Pernyataan Biden diungkapkan ketika ditanya kapan gencatan senjata bisa dimulai. “Saya berharap pada awal akhir pekan. Akhir akhir pekan. Penasihat keamanan nasionalku memberitahuku bahwa kita sudah dekat. Kami dekat. Kita belum selesai.
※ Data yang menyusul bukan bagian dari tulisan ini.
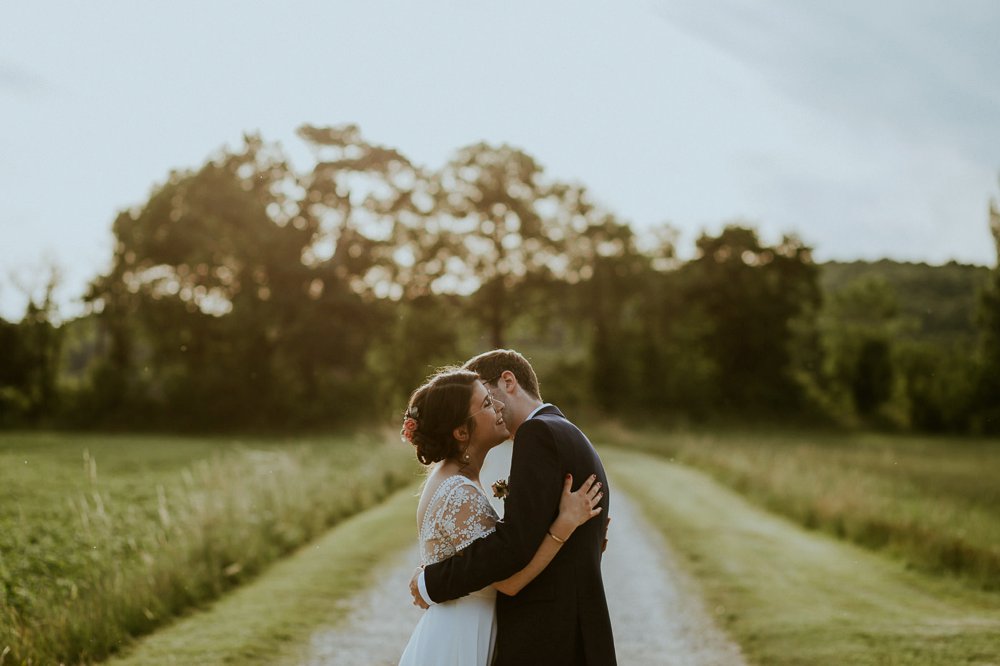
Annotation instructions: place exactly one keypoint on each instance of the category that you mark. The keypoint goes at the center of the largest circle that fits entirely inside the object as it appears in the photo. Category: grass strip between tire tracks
(791, 596)
(269, 620)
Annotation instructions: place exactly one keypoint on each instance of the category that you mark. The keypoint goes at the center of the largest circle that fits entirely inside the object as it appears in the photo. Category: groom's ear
(507, 382)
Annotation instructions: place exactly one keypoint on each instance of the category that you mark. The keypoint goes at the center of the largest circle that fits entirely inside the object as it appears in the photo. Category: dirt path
(657, 614)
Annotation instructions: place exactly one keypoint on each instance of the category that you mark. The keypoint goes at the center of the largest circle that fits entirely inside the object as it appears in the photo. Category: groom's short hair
(490, 365)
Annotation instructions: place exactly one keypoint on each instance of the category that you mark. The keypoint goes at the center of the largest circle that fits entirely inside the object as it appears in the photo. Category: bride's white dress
(459, 632)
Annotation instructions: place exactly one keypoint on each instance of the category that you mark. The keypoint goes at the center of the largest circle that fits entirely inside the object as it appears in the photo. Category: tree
(511, 226)
(751, 300)
(240, 289)
(988, 320)
(860, 324)
(29, 351)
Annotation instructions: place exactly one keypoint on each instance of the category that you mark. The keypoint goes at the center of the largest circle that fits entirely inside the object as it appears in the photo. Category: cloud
(914, 69)
(18, 80)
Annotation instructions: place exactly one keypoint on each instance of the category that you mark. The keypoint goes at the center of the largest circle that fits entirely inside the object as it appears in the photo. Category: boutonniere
(500, 489)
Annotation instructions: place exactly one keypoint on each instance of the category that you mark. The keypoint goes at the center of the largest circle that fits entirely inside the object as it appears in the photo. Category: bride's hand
(577, 508)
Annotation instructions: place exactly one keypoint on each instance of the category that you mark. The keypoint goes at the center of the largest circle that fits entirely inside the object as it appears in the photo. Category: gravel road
(656, 611)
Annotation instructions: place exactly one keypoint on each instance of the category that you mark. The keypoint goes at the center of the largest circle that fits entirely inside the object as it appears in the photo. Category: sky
(869, 129)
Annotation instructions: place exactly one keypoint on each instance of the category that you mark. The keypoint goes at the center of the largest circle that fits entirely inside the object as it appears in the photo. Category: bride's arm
(574, 510)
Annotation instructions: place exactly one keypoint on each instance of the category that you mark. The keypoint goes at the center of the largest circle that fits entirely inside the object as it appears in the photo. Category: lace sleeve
(468, 516)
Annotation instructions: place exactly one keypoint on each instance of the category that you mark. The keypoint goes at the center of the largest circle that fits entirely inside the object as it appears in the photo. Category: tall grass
(117, 559)
(935, 502)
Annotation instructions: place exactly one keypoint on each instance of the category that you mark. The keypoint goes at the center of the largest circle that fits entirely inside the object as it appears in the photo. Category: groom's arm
(531, 506)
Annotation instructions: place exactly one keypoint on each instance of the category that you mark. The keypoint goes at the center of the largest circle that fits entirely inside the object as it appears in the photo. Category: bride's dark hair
(439, 406)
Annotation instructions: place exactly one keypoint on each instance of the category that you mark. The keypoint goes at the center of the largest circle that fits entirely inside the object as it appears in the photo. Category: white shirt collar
(538, 409)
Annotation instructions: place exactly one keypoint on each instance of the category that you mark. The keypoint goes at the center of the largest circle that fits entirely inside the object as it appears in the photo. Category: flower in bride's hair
(500, 489)
(409, 427)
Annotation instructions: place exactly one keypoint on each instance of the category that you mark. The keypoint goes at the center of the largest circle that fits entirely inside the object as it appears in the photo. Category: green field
(111, 537)
(932, 502)
(107, 537)
(796, 597)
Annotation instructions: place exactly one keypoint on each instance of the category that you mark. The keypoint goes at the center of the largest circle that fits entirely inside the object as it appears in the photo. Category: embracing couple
(525, 590)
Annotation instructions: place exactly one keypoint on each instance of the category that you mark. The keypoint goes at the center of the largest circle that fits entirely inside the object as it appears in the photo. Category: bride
(452, 421)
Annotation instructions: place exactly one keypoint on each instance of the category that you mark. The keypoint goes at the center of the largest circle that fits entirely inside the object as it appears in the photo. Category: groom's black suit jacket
(561, 617)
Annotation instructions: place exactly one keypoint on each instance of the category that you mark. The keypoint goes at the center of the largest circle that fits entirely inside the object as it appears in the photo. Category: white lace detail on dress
(457, 515)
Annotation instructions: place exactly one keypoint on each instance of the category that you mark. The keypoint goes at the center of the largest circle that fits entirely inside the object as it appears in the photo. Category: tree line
(248, 294)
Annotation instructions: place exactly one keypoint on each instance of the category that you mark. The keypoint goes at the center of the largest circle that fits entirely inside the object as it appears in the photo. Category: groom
(561, 617)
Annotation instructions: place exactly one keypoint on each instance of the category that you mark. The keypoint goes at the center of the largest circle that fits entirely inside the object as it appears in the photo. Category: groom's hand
(415, 591)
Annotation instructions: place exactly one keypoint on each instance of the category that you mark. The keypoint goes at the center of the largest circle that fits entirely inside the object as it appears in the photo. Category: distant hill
(940, 300)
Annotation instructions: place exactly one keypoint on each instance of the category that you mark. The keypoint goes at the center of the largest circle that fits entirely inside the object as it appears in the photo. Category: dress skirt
(461, 632)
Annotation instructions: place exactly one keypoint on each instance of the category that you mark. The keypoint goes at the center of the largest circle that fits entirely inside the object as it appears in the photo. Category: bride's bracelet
(556, 538)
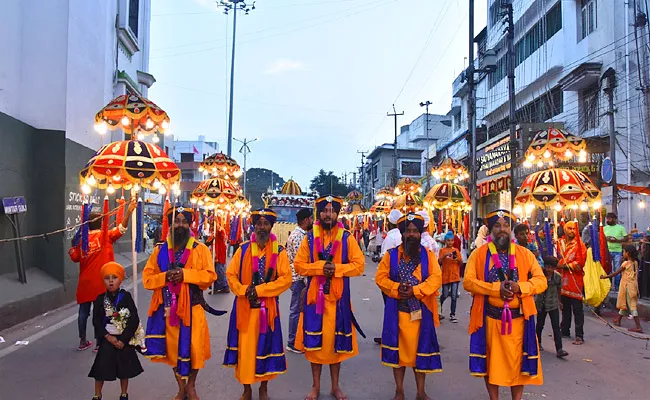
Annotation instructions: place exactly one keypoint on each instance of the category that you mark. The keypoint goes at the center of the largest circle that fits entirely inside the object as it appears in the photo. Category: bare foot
(314, 394)
(338, 394)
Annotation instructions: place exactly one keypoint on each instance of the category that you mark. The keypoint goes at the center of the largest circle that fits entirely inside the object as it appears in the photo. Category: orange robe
(199, 270)
(354, 267)
(409, 331)
(250, 330)
(504, 352)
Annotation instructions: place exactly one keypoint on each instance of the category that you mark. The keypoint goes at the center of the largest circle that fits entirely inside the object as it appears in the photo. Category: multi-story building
(62, 61)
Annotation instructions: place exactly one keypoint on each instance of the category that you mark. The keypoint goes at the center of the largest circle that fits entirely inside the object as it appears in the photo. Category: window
(411, 168)
(588, 17)
(589, 111)
(134, 13)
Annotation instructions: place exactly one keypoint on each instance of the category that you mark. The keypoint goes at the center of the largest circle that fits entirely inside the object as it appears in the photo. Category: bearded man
(409, 276)
(257, 274)
(178, 272)
(328, 257)
(504, 279)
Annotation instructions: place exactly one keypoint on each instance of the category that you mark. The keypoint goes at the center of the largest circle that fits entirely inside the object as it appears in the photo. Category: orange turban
(113, 268)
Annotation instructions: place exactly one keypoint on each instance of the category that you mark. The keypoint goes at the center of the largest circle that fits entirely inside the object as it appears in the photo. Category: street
(610, 365)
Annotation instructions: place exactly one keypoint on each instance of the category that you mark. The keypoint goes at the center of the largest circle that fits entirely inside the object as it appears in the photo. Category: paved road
(609, 366)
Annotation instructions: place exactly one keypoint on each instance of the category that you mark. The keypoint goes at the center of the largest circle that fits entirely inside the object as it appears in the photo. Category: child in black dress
(116, 322)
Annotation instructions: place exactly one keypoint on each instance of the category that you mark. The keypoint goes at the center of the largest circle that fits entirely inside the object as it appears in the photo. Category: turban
(187, 212)
(322, 202)
(267, 213)
(494, 216)
(394, 216)
(411, 218)
(113, 268)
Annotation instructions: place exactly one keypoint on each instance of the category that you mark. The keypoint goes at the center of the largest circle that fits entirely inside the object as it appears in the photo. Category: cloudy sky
(314, 79)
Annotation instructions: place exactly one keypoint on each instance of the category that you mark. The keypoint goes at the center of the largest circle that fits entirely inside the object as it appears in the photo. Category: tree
(326, 183)
(258, 181)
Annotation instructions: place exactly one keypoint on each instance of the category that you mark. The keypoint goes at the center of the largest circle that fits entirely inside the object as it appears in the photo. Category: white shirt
(393, 239)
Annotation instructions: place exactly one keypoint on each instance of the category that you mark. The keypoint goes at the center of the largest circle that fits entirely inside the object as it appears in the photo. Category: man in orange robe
(504, 278)
(178, 272)
(328, 257)
(257, 274)
(409, 275)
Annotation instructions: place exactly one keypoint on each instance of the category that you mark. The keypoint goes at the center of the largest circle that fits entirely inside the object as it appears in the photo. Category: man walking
(305, 218)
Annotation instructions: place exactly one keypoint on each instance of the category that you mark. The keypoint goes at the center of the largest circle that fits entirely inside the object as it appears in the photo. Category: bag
(596, 289)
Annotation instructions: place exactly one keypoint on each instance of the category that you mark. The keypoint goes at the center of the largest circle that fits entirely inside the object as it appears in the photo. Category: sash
(313, 321)
(270, 358)
(428, 352)
(156, 339)
(478, 342)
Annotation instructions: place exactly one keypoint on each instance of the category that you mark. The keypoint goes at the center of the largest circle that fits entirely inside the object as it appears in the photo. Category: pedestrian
(327, 328)
(100, 251)
(409, 276)
(628, 294)
(616, 235)
(178, 271)
(450, 259)
(257, 274)
(116, 321)
(573, 255)
(504, 277)
(305, 218)
(548, 303)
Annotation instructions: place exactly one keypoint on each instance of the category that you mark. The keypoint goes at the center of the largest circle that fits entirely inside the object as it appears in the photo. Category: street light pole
(233, 5)
(426, 104)
(245, 150)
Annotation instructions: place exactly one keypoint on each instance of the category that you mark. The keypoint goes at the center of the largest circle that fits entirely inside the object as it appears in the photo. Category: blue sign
(607, 170)
(14, 205)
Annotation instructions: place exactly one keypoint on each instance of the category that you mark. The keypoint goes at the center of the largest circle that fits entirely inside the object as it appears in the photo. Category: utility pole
(234, 6)
(245, 150)
(395, 115)
(426, 128)
(510, 58)
(608, 88)
(471, 123)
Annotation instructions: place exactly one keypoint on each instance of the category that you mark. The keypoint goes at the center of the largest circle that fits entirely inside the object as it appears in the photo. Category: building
(188, 155)
(62, 61)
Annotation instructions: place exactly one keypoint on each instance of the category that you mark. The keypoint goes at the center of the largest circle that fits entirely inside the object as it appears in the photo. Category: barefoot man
(178, 272)
(328, 257)
(504, 279)
(257, 274)
(409, 275)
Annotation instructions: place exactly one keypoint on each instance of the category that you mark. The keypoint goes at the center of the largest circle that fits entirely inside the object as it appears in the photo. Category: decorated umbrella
(133, 114)
(450, 170)
(222, 166)
(552, 145)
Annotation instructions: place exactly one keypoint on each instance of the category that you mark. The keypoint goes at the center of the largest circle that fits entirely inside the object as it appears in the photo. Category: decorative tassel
(139, 215)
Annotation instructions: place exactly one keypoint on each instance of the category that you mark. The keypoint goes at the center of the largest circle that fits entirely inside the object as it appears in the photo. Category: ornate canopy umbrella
(450, 170)
(552, 145)
(127, 163)
(447, 195)
(222, 166)
(558, 187)
(134, 114)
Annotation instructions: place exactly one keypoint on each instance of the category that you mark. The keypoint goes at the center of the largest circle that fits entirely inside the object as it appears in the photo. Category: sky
(314, 79)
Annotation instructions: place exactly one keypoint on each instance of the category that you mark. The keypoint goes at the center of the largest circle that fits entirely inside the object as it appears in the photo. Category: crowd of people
(510, 281)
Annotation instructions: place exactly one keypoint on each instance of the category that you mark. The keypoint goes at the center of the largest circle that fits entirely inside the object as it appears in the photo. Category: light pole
(233, 5)
(245, 150)
(426, 104)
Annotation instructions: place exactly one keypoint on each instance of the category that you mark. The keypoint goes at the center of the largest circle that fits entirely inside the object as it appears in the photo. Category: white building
(61, 62)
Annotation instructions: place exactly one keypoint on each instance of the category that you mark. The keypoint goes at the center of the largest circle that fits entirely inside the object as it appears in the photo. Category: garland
(506, 315)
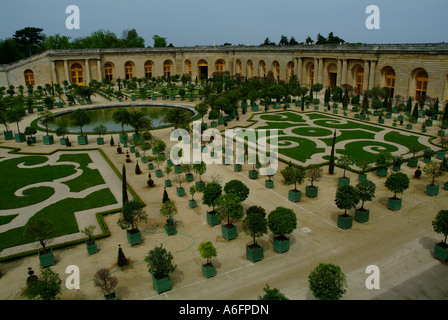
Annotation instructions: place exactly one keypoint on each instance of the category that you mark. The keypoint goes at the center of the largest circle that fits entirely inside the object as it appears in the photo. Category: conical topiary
(122, 261)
Harapan saya adalah Senin depan kita bisa melakukan gencatan senjata,” kata Biden setelah mengikuti acara NBC “Late Night With Seth Meyers,” dikutip AP, pada Senin (26/2).
Diketahui, negosiasi gencatan senjata sedang dilakukan selama beberapa minggu terakhir antara Israel dan Hamas dan memungkinkan pembebasan sandera yang ditahan di Gaza oleh kelompok militan tersebut dengan imbalan Israel membebaskan ratusan tahanan Palestina.
Usulan jeda pertempuran selama enam minggu juga termasuk mengizinkan ratusan truk mengirimkan bantuan yang sangat dibutuhkan ke Gaza setiap hari.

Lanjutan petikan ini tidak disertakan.